In all of the above examples, based on what we see we conclude how someone or something is.  We group good and bad traits, even if they’re not related.  Incredibly, the opposite is also true.  What we think about someone can impact what we observe.

In one fascinating experiment, students were invited to listen to a guest lecture.  The researchers told some of the students the lecturer was a high-status academic from a prestigious university.  To others, they said he was a below-average academic from a second-rate university.

Afterwards, they asked students their impressions of the guest lecturer.  Among the questions, they were asked to guess the lecturer’s height.  Those that believed the lecturer was of high academic status thought he was 6 centimetres taller than students who believed he was of low-status.  

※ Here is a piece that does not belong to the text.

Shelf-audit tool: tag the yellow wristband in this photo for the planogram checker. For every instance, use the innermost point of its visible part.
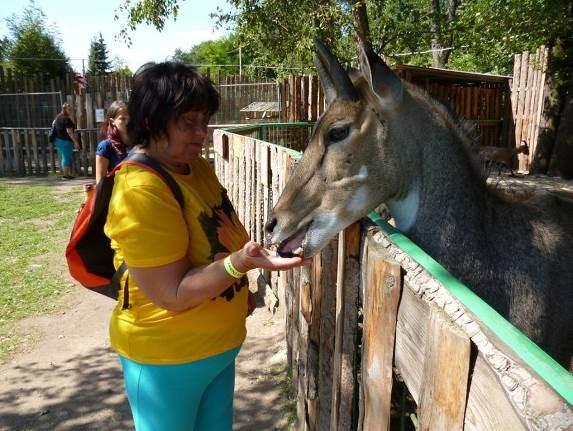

Academic status exerted a halo effect on perceptions of height.  Despite height being an observable, physical quality.

Examples in the Workplace

In the workplace, the halo effect is likely to arise when we’re assessing someone.  Most likely this will impact job interviews, performance appraisals and who we nominate for opportunities.

In a job interview, an initial impression can cloud our thinking.  How is the candidate dressed?  Do they look the part?  How was their handshake?  We rapidly process all of these observations and conclude how intelligent and capable the person is.

We can also favour certain behaviours or traits.  If our manager emphasises enthusiasm, he or she may inadvertently judge our performance based on that single characteristic.  Even though it is unrelated to success.

Similarly, we make assumptions about skills based on appearances.  If Maxine’s desk is always spotless, we may assume she is organised.  Consequently, when asked if Maxine would be a good manager for a high-profile project, we may be more likely to say yes without really knowing if she is or not.

The halo effect reflects our tendency to group positive and negative characteristics.  Without thinking we associate unrelated qualities based on the little information we have.  Whether it’s what we observe, or what we think we know of a person’s character.

Like all unconscious biases, the halo effect is instinctive and automatic.  It reflects our innate understanding of the world: our preferences, prejudices, ideologies and social perceptions.  It is, therefore, difficult to avoid.